US Senate Shows Initiative on Wilderness Preservation
The U.S. Senate didn’t take long to address some unfinished business from last year, passing an omnibus lands bill with a resounding majority of 66-12 in an unusual Sunday session on January 11th. The bill, S.22 sponsored by Senator Bingaman, D-N.Y., is entitled “A bill to designate certain land components of the National Wilderness Preservation System, to authorize certain programs and activities in the Department of the Interior and the Department of Agriculture, and for other purposes”. It consists of an amalgam of 160 different bills, including many new or expanded wilderness areas.

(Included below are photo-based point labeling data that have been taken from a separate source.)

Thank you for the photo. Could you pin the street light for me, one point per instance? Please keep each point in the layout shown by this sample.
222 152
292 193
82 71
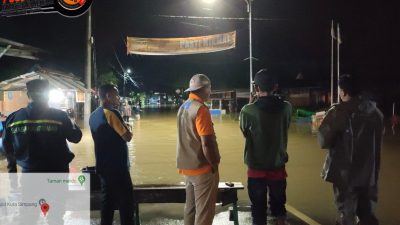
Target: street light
126 74
249 9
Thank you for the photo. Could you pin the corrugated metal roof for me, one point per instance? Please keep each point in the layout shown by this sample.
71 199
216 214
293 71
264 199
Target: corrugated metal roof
57 79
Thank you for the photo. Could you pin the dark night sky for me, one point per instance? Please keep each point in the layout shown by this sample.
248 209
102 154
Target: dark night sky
296 39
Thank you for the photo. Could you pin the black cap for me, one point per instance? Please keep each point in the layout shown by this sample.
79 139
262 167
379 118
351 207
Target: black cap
266 79
37 85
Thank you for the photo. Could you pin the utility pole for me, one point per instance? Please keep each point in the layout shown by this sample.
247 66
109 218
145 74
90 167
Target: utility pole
88 70
250 44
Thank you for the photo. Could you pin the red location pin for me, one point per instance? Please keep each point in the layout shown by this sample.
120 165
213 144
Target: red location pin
45 208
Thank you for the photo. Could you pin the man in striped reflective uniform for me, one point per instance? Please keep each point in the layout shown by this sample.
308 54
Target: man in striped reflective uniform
35 137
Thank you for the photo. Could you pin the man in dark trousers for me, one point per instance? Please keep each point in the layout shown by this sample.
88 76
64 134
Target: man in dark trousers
265 125
111 134
36 137
352 131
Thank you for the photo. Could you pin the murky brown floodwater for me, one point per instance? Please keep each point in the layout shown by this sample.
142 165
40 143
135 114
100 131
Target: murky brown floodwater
152 155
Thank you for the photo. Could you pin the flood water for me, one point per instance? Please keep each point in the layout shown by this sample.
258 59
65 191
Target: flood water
153 149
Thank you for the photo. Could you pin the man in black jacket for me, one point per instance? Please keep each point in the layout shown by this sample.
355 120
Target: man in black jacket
35 137
352 131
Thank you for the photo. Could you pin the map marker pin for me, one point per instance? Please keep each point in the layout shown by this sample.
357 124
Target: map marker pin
81 179
45 208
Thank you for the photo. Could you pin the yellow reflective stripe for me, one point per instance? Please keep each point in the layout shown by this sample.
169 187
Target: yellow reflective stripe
34 121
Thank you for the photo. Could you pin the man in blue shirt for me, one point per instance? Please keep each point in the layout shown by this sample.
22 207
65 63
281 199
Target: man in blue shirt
110 135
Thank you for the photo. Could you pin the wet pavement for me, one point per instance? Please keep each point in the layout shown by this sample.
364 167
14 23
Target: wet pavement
152 155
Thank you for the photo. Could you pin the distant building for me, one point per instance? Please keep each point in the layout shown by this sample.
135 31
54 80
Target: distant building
67 91
309 97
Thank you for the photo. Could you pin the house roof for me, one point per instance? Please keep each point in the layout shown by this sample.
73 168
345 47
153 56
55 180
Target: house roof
57 80
16 49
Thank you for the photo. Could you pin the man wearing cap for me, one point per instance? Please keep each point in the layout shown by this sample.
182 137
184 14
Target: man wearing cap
36 136
110 135
197 153
265 125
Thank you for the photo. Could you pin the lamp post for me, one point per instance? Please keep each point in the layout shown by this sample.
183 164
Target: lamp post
249 11
126 74
250 44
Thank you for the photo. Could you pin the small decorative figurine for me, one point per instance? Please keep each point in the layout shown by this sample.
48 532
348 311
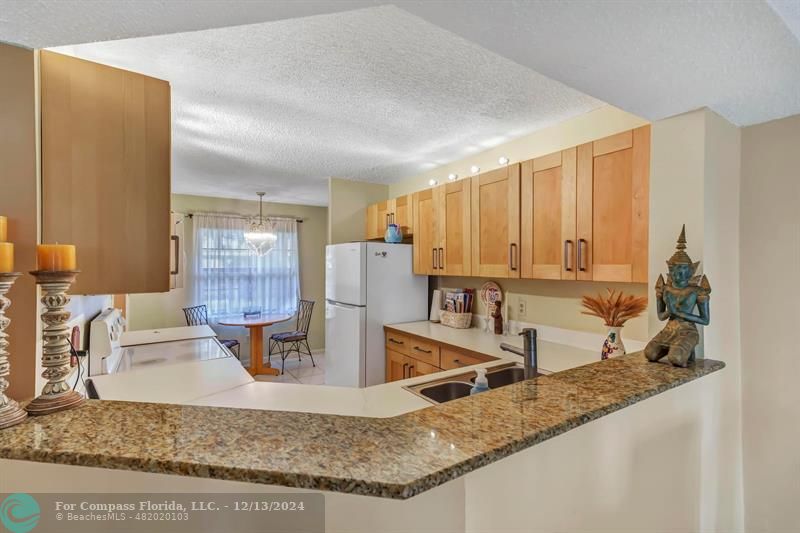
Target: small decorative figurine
497 315
676 300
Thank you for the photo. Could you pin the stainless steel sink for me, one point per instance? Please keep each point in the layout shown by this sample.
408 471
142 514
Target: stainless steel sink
454 387
506 376
444 392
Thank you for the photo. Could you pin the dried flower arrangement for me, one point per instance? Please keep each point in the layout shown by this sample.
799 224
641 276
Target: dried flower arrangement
615 308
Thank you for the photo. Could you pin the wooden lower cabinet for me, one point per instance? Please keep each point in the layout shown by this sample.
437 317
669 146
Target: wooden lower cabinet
418 368
396 366
399 366
408 356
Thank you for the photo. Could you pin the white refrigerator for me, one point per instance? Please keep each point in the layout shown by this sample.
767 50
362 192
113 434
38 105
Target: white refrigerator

In fact, the bill provides protections to an additional 2 million acres of wilderness all over the country, from West Virginia to Colorado, to Oregon and California; it also includes new protections from oil and gas development, and a range of other environmental measures.
Polls have repeatedly found that the American public strongly supports more wilderness designation, and political history since the passage of the Wilderness Act of 1964 indicates that wilderness designation is truly a bipartisan issue. That’s hardly a surprise in an overcrowded, overheated, stressed out planet that is running out of open space and natural resources. Additional wilderness protection is wonderful news and worthy of celebration, but it really is – or should be – just a matter of simple common sense. Let’s hope the U.S. House of Representatives sees it the same way and acts with the same speed and clarity of purpose as the Senate.